Open enrollment in the federal health care marketplace ends March 31. Giving nonprofits a month after that to complete the additional training spares them the time crunch of trying to comply with the new mandate before the deadline.

Last week, Texas’ delegation of congressional Democrats called the proposed 40 hours of additional training the most burdensome in any of 17 states with federally facilitated exchanges. They and a network of nonprofits across Texas argued the additional requirements would be costly and unnecessary.

About 25 percent of Texas residents, or some 6 million people, lack health insurance. That’s the highest rate in the nation.

Democratic state Rep. Lon Burnam, who claims he obtained documents under lawmaker privilege showing that politics drove the decision to implement more training, expressed some satisfaction in the new rules being less comprehensive than first proposed.

“There was no justification for the original proposal other than conservative politics, so I’m glad TDI has relented and come up with training requirements that are at least somewhat logical,” Burnam said.

Navigators have until March 1 to register with the state for the additional training.

“These rules will help ensure Texans have confidence that anyone registered as a navigator has passed appropriate background checks and received the training they need to safeguard a consumer’s most sensitive and personal information,” state Insurance Commissioner Julia Rathgeber said.

Martha Blaine, executive director of the Community Council of Greater Dallas, said the new rules duplicate the efforts already made by her organization, which received a nearly $1 million sub-grant from the United Way of Tarrant County to hire 12 navigators serving Dallas and 17 surrounding counties. The council has done background checks and training above and beyond what was already required, including thorough sessions on privacy laws, CHIP and Medicaid, she said.

In addition, the organization has a $25,000 insurance policy for each of its employees. She questioned whether she will now have to arrange for additional insurance because the department has called it a “surety bond” in its rules.

“Many of these rules are duplicative and on top of what we already have,” Blaine said.

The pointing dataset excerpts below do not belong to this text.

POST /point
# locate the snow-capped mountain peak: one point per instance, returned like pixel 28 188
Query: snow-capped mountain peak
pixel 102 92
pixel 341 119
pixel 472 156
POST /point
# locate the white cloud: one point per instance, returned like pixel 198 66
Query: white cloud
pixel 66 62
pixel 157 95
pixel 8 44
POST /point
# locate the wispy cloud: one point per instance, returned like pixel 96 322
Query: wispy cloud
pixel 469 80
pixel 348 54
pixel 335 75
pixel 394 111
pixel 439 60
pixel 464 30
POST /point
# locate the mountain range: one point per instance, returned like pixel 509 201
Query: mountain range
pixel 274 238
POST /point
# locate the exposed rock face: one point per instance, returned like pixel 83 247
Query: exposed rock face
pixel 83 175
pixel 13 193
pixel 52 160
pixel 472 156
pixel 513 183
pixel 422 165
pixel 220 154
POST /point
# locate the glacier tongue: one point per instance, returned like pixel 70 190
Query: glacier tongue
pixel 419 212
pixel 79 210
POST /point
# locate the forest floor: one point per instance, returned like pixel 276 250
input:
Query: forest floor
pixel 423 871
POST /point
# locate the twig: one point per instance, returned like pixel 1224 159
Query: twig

She estimated it would cost her organization $25,000 to train the navigators, which is money Blaine said her council doesn’t have.

“Additional training will take time away from their work with clients at a time when we should be spending every waking moment helping people enroll before the end of open enrollment,” Blaine said. “It will take administrative time and it will take money from our organization, and those are taxpayer dollars.”